The success of any vehicle program lies above all in its beginning and whether the right choices were made when selecting a concept to proceed with. The increasing number of models and variants combined with architecture options leads to an overwhelming amount of possibilities to pick from. Thus, having the assessment as accurate as possible is becoming critical in order to predict the consequences of such choices. Further, concept engineers have a very short time to perform evaluations, very limited data so early in the development and many conflicting requirements to fulfill. Finding optimal designs at concept stage requires synchronized performance assessment across multiple disciplines. And yet architects and domain experts often work in isolation/silos resulting in little sharing and reuse of knowledge, achieving only suboptimal designs.
The 3DEXPERIENCE platform provides an environment that enables engineers to manage the complexity of early vehicle design choices.
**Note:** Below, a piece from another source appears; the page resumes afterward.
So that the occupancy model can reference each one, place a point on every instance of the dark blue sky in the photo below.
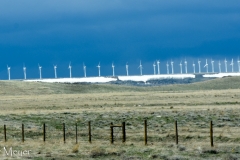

The collaborative environment brings together all processes, expertise and data gained from previous programs, or newly acquired through smart methods.
The Model-Based Systems Engineering approach provides structure in the development process, traceability and early insight into system interdependencies. Initial customer requirements are managed and propagated as specifications for each phase of development, from concept to detailed designs. Common data models between design and simulation and integration between different domains and scales (0D-3D) enable easier setup for holistic multidisciplinary performance evaluation. The tools to create and manage accurate predictive models facilitate carryover and reuse of gained expertise from older programs and existing design workflows. Usage of adaptive DoE, optimization technologies and machine learning helps to resolve conflicts between performance targets and discover optimal designs. Interactive design explorers, reusable workflows for non-expert users enabled by fast running simulations help designers understand the impact of design changes earlier. Web-based interactive dashboards and ranking algorithms for trade-off analysis support collective decision making.
The Performance Driven Architecture Industry Process enables companies to deploy multi-disciplinary trade-offs for conceptual, system and vehicle architecture to optimize the overall vehicle performance and quality and to identify risks and issues earlier, thus establishing a continuous process of product improvement.